BinaryRecursion Error message: StackOverflowError

Question

When I run the below program I am getting the following errors: (any ideas?)

Exception in thread "main" java.lang.StackOverflowError
at SumArray.binarySum(SumArray.java:31)
at SumArray.binarySum(SumArray.java:34)

---

Here is the code: I need to generate an array of random integers and use binary and linear recursion to add the values thereof...

import java.io.*;
import java.util.ArrayList;
import java.util.Random;

class SumArray {
    static int floor = 100000;
    static int ceil = 0; 
    int result;
    int half; 
    int half2;

    //Linear Recursion
    int sum(int a[], int n) {
        if (n == 1)
            return a[0];
        else {
            result = sum(a, n - 1);
            result = result + a[n - 1];
            return result;
        }
    }

    //Binary Recursion
    int binarySum(int a[], int i, int n) {
        if (n == 1)
            return a[0];

        return binarySum(a, i, ceil/2) + binarySum(a, i + ceil/2, floor/2);
    }

    public static void main(String args[]) throws IOException {

        //Define ArrayList to hold Integer objects
        ArrayList<Integer> numbers = new ArrayList<Integer>();

        // User determines number of elements
        DataInputStream dis = new DataInputStream(System.in);
        System.out.println("Hello! Please enter the size of your array: ");
        int n = Integer.parseInt(dis.readLine());

        // Generate specified number of random integers
        Random randNumGenerator = new Random();
        int[] x = new int[n];

        // While still less than indicated number.. add more
        for (int i = 0; i < x.length; i++) {
            x[i] = (randNumGenerator.nextInt(100000));
            numbers.add(x[i]);

            //calculate min and max values
            if(ceil < x[i]) {
                ceil = x[i];
            }
            if(floor > x[i]) {
                floor = x[i];
            }
        }

        SumArray a1 = new SumArray();

        // Print array values
        System.out.println("Array values inlude: " + numbers);

        // Print the sum
        System.out.println("The sum of the array using Linear Recursion is: " + a1.sum(x, n));

        // Print the binary sum
        System.out.println("The sum of the array using Binary Recursion is: " + a1.binarySum(x, n, n));

        System.out.println("Ceiling: " + ceil);
        System.out.println("Floor: " + floor);
    }
}

Answer 1

You're recursively calling your BinarySum method with it's third parameter as ceil/2, and floor/2 which will never change. ceil/2 is 0 and floor/2 is 50000, neither of these is 1, so you're getting infinite recursion. Seems like you probably want those values to be different for each recursive call...

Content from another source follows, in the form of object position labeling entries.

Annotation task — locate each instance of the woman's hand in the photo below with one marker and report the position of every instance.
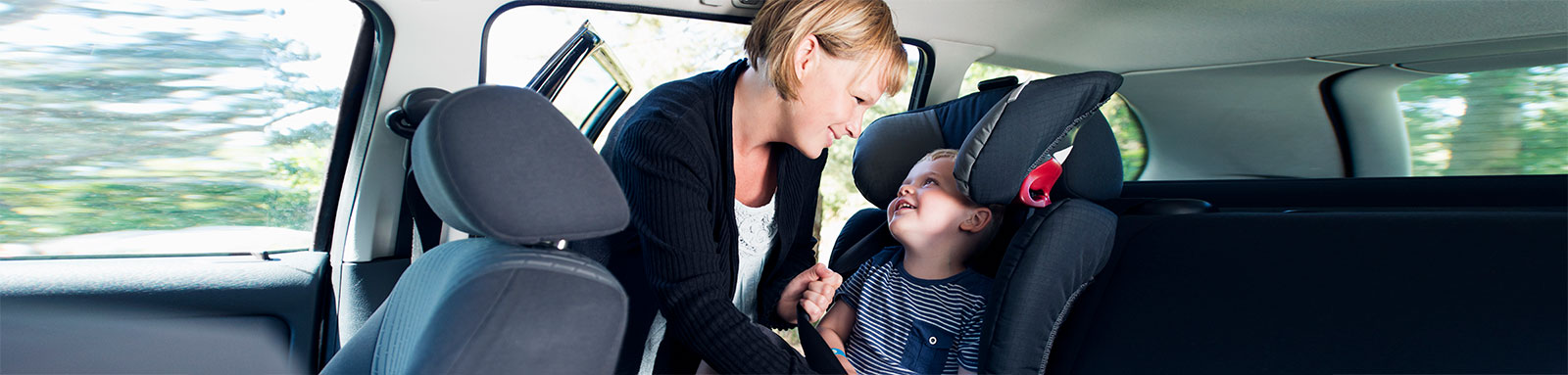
(811, 289)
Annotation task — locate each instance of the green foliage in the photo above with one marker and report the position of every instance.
(1509, 121)
(157, 129)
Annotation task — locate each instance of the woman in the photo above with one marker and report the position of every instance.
(721, 169)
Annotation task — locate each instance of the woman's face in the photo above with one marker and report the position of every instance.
(835, 93)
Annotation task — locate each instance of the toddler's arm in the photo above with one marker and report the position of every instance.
(835, 330)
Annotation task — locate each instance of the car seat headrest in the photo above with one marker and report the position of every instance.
(1027, 127)
(1032, 122)
(504, 164)
(894, 143)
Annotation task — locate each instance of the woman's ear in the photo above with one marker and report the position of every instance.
(977, 220)
(807, 54)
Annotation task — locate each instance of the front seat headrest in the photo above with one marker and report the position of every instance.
(549, 187)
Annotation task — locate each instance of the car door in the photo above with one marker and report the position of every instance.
(169, 179)
(588, 94)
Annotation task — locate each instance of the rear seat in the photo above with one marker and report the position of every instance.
(1330, 289)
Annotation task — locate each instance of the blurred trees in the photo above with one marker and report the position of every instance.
(1509, 121)
(145, 117)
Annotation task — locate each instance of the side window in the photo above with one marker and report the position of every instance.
(1509, 121)
(648, 49)
(154, 127)
(1123, 121)
(658, 49)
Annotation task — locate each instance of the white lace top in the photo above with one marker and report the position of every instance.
(758, 229)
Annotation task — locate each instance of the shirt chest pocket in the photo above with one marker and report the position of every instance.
(927, 349)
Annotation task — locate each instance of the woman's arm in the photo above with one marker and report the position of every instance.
(781, 292)
(836, 328)
(665, 181)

My Java is a little rusty (maybe somebody more used to coding in Java can clean this up), but as an example, try something like this:

class Accumulator {
  static int binarySum(int a[]) {
    return binarySum(a, 0, a.length-1);
  }

  static int binarySum(int a[], int s, int e) {
    if (e-s == 0) return a[s];
    int mid = s + ((e-s)/2);
    return binarySum(a, s, mid) + binarySum(a, mid+1, e);
  }

  public static void main(String args[]) {
    int[] vals = {2,3,4,5,6,7};
    System.out.println(binarySum(vals));
  }
}

For each call we split what we're searching into two halves and recurse, until we get down to a single item.

Answer 2

binarySum gets an parameter n which is not used inside the function. Therefore your recursion does not split the work into two parts and therefore never ends.

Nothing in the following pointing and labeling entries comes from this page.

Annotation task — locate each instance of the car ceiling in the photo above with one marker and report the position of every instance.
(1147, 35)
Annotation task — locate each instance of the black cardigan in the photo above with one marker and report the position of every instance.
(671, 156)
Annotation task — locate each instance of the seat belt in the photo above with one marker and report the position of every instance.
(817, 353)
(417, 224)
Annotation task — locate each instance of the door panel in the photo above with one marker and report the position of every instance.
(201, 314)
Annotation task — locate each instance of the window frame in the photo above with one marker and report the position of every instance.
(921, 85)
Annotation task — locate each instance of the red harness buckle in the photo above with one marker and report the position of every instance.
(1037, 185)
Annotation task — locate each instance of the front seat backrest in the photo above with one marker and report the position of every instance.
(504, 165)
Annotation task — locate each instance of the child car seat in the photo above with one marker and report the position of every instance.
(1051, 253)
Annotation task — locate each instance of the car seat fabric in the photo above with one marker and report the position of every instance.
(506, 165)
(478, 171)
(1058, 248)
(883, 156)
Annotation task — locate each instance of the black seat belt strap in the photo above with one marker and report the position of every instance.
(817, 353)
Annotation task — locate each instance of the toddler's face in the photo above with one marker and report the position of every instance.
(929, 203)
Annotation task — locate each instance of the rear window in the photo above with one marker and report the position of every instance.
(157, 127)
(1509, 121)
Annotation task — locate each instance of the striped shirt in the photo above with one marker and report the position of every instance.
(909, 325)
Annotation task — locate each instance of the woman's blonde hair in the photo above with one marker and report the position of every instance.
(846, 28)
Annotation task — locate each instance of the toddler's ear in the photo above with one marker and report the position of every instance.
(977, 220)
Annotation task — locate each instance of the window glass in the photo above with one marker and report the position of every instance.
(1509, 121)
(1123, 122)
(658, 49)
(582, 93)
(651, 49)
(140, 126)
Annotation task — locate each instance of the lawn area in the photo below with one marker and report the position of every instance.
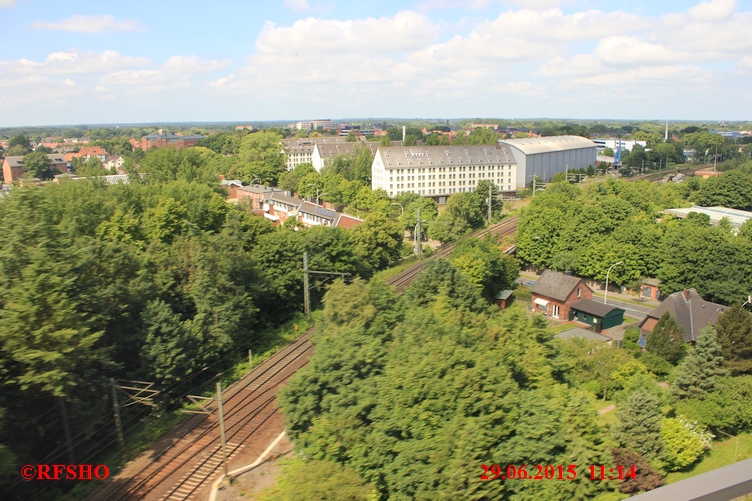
(556, 327)
(722, 454)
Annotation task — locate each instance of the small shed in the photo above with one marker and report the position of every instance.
(504, 299)
(598, 315)
(650, 290)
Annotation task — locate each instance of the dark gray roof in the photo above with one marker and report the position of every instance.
(281, 197)
(504, 294)
(395, 157)
(690, 310)
(17, 161)
(555, 285)
(309, 208)
(594, 307)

Also: You are mixing array indices (n, i) with the contents of the array (ceil, floor). This is also quite simply wrong.

Hint: Insert a System.out.println at the start of binarySum which prints out all relevant variables. You will quickly see what's wrong.

Answer 3

In binary sum, if n==0, you will continue to recurse infinitely, and eventually run out of stack space. Try fixing that, see if it helps. Good luck!